The major international powers are thinking more about the launch of a central bank digital currency (MDBC) rather than an adoption of bitcoin.
• The integration of cryptocurrencies as a means of payment
According to Coinmap data, 29,700 businesses currently accept bitcoin worldwide. However, there are still few major American brands that accept this type of payment like Paypal, Subway, or Cupa Cafe.
“While there are options to access value held in crypto, such as debit cards and online payment integrations with platforms like Shopify, the ability to make purchases by transacting directly on a network blockchain is relatively limited. It is likely that the integration of crypto payments by a large company like Amazon or Apple could trigger a bullish wave”, considers CoinTelegraph.

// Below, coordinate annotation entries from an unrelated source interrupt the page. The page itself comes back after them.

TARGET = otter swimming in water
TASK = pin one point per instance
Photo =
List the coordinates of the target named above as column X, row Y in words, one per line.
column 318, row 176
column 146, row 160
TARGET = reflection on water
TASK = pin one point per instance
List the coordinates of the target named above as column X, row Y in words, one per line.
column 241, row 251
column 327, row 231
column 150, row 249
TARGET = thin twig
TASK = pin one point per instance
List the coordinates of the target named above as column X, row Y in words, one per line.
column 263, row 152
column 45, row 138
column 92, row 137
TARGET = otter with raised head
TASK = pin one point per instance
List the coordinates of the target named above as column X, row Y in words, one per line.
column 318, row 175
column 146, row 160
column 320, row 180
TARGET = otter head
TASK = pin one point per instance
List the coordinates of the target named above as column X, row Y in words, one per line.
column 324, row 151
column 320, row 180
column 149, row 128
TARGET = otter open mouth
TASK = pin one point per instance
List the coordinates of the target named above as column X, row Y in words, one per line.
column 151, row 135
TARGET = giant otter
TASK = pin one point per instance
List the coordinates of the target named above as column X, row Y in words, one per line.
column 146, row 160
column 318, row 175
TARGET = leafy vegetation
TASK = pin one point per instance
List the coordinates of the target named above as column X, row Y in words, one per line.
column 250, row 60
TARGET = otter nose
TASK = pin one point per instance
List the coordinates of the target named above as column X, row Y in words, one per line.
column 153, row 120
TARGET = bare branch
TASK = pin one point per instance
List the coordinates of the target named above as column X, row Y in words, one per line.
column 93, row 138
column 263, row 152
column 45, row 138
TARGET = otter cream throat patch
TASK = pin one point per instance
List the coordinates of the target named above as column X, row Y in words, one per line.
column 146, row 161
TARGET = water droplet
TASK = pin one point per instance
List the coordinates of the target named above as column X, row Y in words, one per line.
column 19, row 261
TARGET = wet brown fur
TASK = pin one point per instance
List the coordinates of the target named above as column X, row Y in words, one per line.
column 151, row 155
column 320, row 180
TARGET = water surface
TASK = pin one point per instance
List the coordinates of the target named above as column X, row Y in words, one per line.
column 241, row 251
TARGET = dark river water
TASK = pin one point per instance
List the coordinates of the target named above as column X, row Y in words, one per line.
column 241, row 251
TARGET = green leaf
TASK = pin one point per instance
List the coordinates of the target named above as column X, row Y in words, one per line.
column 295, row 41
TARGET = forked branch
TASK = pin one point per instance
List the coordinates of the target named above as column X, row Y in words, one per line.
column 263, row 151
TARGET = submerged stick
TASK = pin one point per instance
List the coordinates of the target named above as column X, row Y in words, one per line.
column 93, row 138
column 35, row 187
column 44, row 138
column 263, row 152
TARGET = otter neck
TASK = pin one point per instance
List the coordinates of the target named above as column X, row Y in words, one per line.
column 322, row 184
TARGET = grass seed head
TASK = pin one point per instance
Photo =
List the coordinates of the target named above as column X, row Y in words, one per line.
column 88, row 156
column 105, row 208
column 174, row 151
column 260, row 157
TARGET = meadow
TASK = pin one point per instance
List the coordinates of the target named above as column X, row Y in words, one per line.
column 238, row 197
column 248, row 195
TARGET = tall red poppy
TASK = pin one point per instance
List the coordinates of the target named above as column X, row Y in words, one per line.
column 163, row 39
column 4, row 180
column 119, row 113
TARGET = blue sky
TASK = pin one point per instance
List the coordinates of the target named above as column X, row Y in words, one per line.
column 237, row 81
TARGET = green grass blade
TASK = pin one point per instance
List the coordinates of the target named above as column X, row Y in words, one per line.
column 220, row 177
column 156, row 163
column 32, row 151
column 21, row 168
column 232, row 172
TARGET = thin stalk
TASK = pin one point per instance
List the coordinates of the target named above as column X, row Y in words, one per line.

• Ethereum event: The Merge
There is a highly anticipated event within the crypto ecosystem, known as The Merge (see our article on this subject), which should take place by August.
In concrete terms, the Ethereum blockchain (which has its own currency, ether, the second currency in terms of capitalization after bitcoin) would go from a so-called “proof of work” process to that of “proof of stake” (proof of stake). Such a change would not only mean that ether will no longer result from a so-called mining process in the same way as bitcoin to be put into circulation, but this new process will also be much less energy-intensive. Likewise, such a change should reduce the emission of ethers in circulation, which would imply that with a limited quantity, the demand for ether could be higher.
So far, the transition process, which has been in the works for years, has been postponed for several months. The community hopes that it will indeed take place in August, as announced by Ethereum boss Vitalik Buterin.
“It is possible that the hype around The Merge could help pull the crypto market out of its bearish state if the transition goes smoothly, especially if it contributes to greater scalability and a faster user experience,” considers CoinTelegraph.
• The creation of a bitcoin spot ETF
Another event put forward, that of the creation of an ETF (Exchange Traded Funds) said bitcoin spot on the American markets. As a reminder, an ETF is an index fund trading on the stock exchange which follows the evolution of a stock market index (or of one or more financial assets, such as gold) by replicating the rise as well as the fall in the price. of this index (or of these assets).
Proposed in 2017, this type of project has so far never come to fruition.
“The reasons for this rejection generally revolve around the accusation that the cryptocurrency markets are easily manipulated and that the appropriate safeguards are not in place to protect investors. If a spot ETF were to be approved, it would make this longstanding moot objection and would bring a new level of legitimacy to bitcoin and the crypto asset class as a whole,” the outlet said.